Generations at odds over reunified Korea

In South, youths eager, older citizens more wary

April 19, 2003|By Gady A. Epstein | Gady A. Epstein,SUN FOREIGN STAFF

KOSUNG, North Korea - When she is asked the question, Seo Min Hye, a 22-year-old South Korean, giggles, plays with her long, dyed-red hair, fidgets nervously in her trendy ripped blue jeans and stops to think.

It's a really tough one, she says: Given the choice of who should rule a reunified Korean Peninsula, would she prefer a pro-American candidate who nearly won the presidency of South Korea in December, or Kim Jong Il, the dictator in Pyongyang?

"If I had to pick one, it would be Kim Jong Il," said Seo, one of more than 150 college students from Seoul who took a boat to a North Korean mountain resort this week. "Kim Jong Il minimizes as much as possible reliance on foreign powers, and that's good for the country."

It is not exactly the choice that Huh Il Chan, a 67-year-old passenger on the same boat, would make. He already escaped the Kim dynasty's repressive rule once, as a teen-ager in 1948, and has no illusions about the North Korean regime.

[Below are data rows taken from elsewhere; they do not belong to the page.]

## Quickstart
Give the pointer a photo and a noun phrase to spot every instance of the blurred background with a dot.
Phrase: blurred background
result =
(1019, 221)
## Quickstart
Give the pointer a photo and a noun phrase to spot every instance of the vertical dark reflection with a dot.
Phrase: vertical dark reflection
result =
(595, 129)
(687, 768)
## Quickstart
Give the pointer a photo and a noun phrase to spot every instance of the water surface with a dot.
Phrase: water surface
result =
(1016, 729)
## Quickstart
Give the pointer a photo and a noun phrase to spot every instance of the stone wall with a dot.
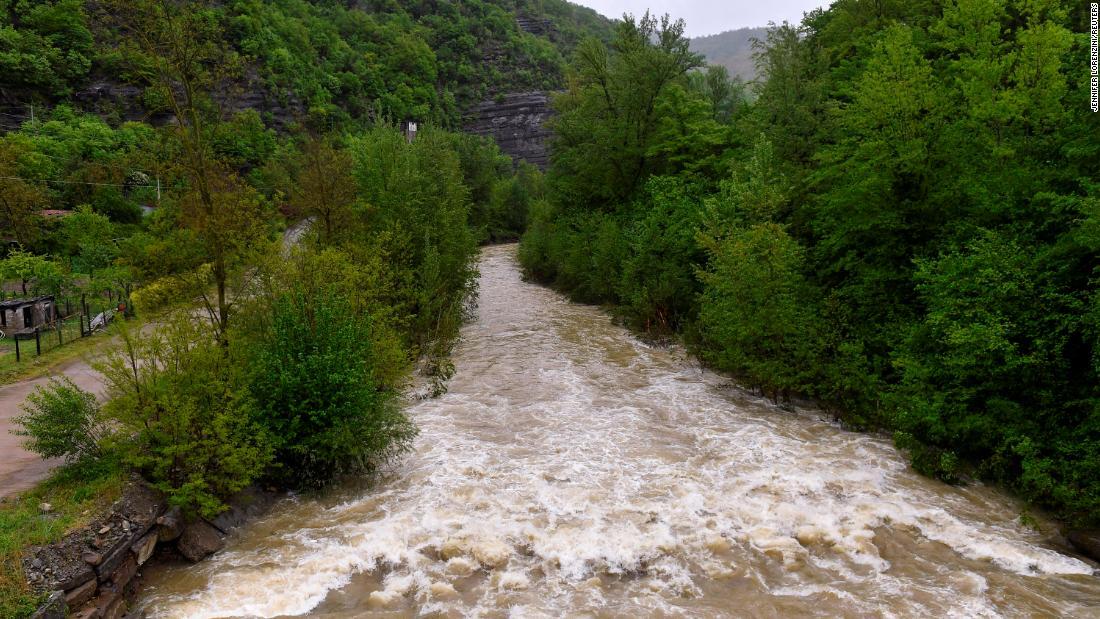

"Young people say they want reunification under any conditions," Huh said. "But people who've been through the war, who've lived under the Communist government, never want to experience that again."

The totalitarian regime in the North has ruled its people through a rigid cult of personality, brutal repression and near-total isolation from the outside world. One of the most militarized societies in the world, it has diverted almost all its resources to the army, while possibly millions have starved. And, in 1950, the North launched a war against the South that left millions of Koreans dead.

Even as North Korea continues its nuclear provocations on the peninsula - including yesterday's announcement that it has begun efforts to produce plutonium - an increasing number of South Korea's youth are in the thrall of a powerful nationalist theology of reunification.

The zeal for reunification is an outgrowth of the "sunshine" policy of engagement with the North championed by former president and Nobel Peace Prize winner Kim Dae Jung. But this brand of populist pan-Korean ideology goes further than engagement, glossing over the brutal repression and near-starvation in the North in favor of the fierce independence and defiant racial pride they see in Kim Jong Il, even if not all adherents would vote for him to lead them.

Significant force

The youth movement is a significant enough force that it tipped the December presidential election in favor of Kim Dae Jung's chosen successor, Roh Moo Hyun, over conservative opponent Lee Hoi Chang, and galvanized anti-American sentiment in a country that has long considered the United States its strongest ally. It has divided the South Korean people, making an older generation nervous at a time when tensions are high.

"It's such a wide difference that you can't even communicate between generations," Huh said. "I worry a lot about the future of Korea."

A college professor, Huh made the same trip as Seo to Mount Kumgang, a resort area run by South Korea's Hyundai Group, one of the few places average South Korean tourists can travel in North Korea.

Mount Kumgang is in many ways the perfect setting to spotlight this generational rivalry over the future of the peninsula. Every few days, several hundred mostly South Korean tourists make the trek to the revered mountain. Because a quicker overland route is closed, many of them must travel for four hours by bus and four more by boat to a place not much more than 100 miles northeast of Seoul.

As the South's window to the North, it is a dreamy symbol of reunification with all its problematic real-world connotations: namely, that engagement with Pyongyang and nationalist fervor has come at the price of enriching Kim Jong Il's government and turning a blind eye to its human rights abuses.

The subsidies of the North add up to billions. Hyundai has paid Pyongyang hundreds of millions of dollars just for the right to develop at the resort and elsewhere, and has admitted to funneling $500 million to Kim Jong Il's government in what critics view as a payoff to secure a historic North-South summit in 2000. The South has also given more than $1 billion in food and humanitarian aid to the North in recent years.

The flow of money to the North, some critics say, has undermined efforts to contain North Korea's nuclear ambitions. The Bush administration has sought the help of regional powers in applying pressure on Pyongyang, and is scheduled to begin talks next week with North Korea and China in Beijing.

Supporters of engagement argue that investing in the North will inevitably open up the country and break down its isolated mindset. North Korea would essentially melt into South Korea economically and, in time, politically, the theory goes. Critics counter that Kim Jong Il will never allow the country to open up, that he dreams fervently of reunifying Korea under his rule.